Deposition of gold nanoparticles is varied by different scales of various surface patterns on 3D printed electrodes

Fused Filament Fabrication (FFF) has provided the unique ability make electrochemical sensors with creative design. When commercial conductive filaments are 3D printed, the resultant electrodes often possess high contact resistance, and thus post-printing surface modifications are widely used. Deposition of gold nanoparticles (AuNPs) are one of the most widely used electrode modifiers for making electrochemical sensors, however it is not known how the creative design of the electrode surface can influence the electrodeposition of AuNPs and overall electrochemical performance. We explored how the electrodeposition of AuNPs would vary on the surface of electrodes with varying scales and patterns (knurl, revolve and straight).
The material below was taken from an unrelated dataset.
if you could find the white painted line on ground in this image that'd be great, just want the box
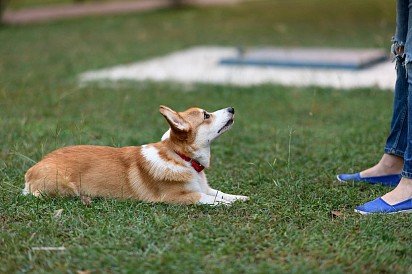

The presence of AuNPs on the electrodes was verified using contact angle and electrochemical impedance spectroscopy. Using scanning electron microscopy, there was a varied distribution of AuNPs on the different scales of surface patterned 3D printed electrodes. This resulted in variations in the current and differences between the anodic and cathodic peak potential (ΔE) for potassium ferrocyanide. The large patterned knurl electrode was effective on monitoring a decrease in nitrite levels with age from feacal pellets. These findings highlight that the scales of surface patterning on a 3D printed electrodes can have a significant influence on the surface modification of the electrode and thus can be used as an effective strategy to enhance electrode performance.